GenAIExamples icon indicating copy to clipboard operation
GenAIExamples copied to clipboard

[ChatQnA] TGI Service fail on a system with only 1 Gaudi card.

Open louie-tsai opened this issue 1 year ago • 3 comments

I used 1 card VM instance from IDC, and tgi-service didn't run successfully in that IDC VM. image

While I tried to restart it with "docker compose -f docker_compose.yaml up tgi-service", I saw below issue. image However, everything works fine if I used 8 cards IDC instance.

Suggest to put some notes at least to notify users for this limitation as below PR https://github.com/opea-project/GenAIExamples/pull/293

louie-tsai avatar Jul 03 '24 00:07 louie-tsai

I haven't tried using Gaudis (nor Docker-compose), but thought of few possible issues...

Based on your error output, sharding is enabled.
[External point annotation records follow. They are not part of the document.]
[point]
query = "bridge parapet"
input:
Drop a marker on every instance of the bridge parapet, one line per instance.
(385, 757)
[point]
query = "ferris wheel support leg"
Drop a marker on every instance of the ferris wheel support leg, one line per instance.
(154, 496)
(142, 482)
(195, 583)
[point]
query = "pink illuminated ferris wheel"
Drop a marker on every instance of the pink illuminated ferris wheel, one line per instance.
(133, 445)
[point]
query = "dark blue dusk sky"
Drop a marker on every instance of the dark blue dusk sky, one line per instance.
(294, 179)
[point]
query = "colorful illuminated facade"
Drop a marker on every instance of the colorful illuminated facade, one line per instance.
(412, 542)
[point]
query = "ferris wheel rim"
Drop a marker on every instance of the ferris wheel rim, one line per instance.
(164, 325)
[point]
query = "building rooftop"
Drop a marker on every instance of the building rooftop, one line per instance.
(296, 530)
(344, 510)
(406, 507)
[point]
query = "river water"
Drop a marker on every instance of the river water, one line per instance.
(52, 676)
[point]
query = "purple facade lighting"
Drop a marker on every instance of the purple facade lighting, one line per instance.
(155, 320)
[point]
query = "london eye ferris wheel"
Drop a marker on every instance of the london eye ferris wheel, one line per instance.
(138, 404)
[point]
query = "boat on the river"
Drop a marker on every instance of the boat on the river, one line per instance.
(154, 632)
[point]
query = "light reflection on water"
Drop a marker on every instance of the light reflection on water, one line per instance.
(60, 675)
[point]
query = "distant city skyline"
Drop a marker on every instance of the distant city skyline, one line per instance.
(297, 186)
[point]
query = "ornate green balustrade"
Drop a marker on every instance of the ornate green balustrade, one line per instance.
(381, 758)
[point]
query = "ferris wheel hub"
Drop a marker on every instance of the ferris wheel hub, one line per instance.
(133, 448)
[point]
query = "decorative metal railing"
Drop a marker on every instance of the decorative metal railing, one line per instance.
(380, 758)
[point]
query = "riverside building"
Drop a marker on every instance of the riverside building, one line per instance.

TGI tries by default to use all available devices, but if sharding is enabled, TGI expects amount of devices to correspond to number of shards: https://huggingface.co/docs/text-generation-inference/en/basic_tutorials/launcher#numshard

Could you try removing TGI sharding options?

Also, could you check what Gaudi device file name(s) are present inside the VM? If that single Gaudi device index is not 0 (i.e. VM uses host's device file name for it), it's possible that driver does not find it (if it starts scanning from index 0).
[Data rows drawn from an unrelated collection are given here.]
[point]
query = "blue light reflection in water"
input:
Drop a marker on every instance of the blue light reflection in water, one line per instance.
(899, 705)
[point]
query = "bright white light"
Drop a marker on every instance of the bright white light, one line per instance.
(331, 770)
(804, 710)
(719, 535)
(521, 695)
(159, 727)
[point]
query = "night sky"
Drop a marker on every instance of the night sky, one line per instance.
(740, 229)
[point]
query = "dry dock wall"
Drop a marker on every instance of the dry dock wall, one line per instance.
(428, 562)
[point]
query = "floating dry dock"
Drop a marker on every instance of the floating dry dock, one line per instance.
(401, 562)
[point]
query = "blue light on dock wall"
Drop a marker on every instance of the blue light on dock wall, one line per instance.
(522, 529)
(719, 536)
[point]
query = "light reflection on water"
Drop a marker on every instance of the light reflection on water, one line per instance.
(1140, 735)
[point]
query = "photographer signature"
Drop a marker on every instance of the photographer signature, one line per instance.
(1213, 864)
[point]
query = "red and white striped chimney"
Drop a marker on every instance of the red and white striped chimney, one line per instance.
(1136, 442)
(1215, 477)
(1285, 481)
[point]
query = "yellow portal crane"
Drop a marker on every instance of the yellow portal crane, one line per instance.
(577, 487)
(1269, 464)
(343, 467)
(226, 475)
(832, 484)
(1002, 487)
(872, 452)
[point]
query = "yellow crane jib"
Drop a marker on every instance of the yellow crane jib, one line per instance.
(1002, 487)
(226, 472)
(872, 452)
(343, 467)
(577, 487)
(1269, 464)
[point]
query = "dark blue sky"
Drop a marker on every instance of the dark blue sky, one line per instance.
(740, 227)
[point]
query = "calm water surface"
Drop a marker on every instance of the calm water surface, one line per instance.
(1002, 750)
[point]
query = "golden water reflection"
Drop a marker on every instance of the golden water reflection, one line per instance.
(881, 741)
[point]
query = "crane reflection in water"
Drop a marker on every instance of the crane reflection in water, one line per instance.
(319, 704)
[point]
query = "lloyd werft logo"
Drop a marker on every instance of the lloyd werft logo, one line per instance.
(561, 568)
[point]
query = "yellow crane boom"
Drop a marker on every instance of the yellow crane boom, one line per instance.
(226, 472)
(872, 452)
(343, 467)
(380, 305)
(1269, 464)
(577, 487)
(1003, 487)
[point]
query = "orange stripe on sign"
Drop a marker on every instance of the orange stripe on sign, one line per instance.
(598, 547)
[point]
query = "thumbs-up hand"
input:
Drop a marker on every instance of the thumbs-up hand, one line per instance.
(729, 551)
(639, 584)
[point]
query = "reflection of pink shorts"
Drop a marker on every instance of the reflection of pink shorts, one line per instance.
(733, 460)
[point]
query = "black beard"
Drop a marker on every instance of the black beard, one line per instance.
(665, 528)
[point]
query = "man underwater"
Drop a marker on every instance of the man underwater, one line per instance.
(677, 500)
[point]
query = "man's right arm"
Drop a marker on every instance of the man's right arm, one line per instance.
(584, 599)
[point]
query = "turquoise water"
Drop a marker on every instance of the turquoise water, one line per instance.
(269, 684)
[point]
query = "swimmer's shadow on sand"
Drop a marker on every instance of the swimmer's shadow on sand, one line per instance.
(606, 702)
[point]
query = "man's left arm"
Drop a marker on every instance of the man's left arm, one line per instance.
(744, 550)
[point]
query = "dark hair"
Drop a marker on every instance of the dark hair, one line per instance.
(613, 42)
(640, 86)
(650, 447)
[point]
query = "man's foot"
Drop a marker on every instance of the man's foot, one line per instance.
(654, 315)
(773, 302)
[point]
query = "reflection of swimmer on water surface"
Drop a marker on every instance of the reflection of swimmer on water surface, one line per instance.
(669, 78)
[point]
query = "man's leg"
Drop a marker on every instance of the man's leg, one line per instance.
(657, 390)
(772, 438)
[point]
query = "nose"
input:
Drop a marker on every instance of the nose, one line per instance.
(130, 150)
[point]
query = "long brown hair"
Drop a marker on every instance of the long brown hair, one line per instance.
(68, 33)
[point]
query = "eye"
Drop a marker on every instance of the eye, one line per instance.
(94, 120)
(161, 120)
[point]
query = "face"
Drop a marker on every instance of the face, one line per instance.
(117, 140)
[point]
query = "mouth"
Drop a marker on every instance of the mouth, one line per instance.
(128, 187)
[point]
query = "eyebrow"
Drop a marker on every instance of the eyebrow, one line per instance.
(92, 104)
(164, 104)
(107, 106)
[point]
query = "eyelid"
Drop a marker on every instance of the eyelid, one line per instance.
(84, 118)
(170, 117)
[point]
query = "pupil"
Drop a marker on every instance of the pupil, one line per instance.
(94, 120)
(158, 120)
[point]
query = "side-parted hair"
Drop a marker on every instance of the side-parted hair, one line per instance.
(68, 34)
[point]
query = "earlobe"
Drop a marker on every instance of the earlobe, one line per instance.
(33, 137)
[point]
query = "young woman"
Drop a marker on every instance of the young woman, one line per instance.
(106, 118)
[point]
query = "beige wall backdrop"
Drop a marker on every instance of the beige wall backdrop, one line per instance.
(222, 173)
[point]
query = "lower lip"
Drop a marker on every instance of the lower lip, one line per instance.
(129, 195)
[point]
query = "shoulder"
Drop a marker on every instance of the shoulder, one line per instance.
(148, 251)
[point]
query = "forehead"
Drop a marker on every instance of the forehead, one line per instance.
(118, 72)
eero-t avatar Jul 10 '24 15:07 eero-t

@eero-t

We saw Gaudi device fie with index 0 as below snapshot. image

Not sure about removing TGI sharding, but we could assign visible devices in docker compose for both TEI and TGI service TEI image TGI image

Problem here is that TEI and TGI seems to try to compete with each other for the only 1 Gaudi card, and TGI failed with the error message.

louie-tsai avatar Jul 11 '24 16:07 louie-tsai

Problem here is that TEI and TGI seems to try to compete with each other for the only 1 Gaudi card, and TGI failed with the error message.

Ah, yes, sharing the device between multiple processes concurrently is not support by Gaudi drivers.

TGI is the heaviest of the ChatQnA services, so it makes sense to run it on fastest accelerator => you need to dedicate another device for TEI, or use CPU for it (for which you already filed #368).

(I could imagine also setups where TGI is on Gaudi, TEI services share GPU, and rest run on CPU, but I think there's some work still to do for that kind of mixing.)

eero-t avatar Jul 12 '24 09:07 eero-t

@eero-t Then, should we put some notes at least to notify users for this limitation as below?

louie-tsai avatar Aug 21 '24 17:08 louie-tsai

@louie-tsai Please don't assign things to me as I'm not a developer in this project (just another user testing it).

eero-t avatar Aug 21 '24 17:08 eero-t

fix by https://github.com/opea-project/GenAIExamples/pull/293 thank you

yinghu5 avatar Aug 22 '24 00:08 yinghu5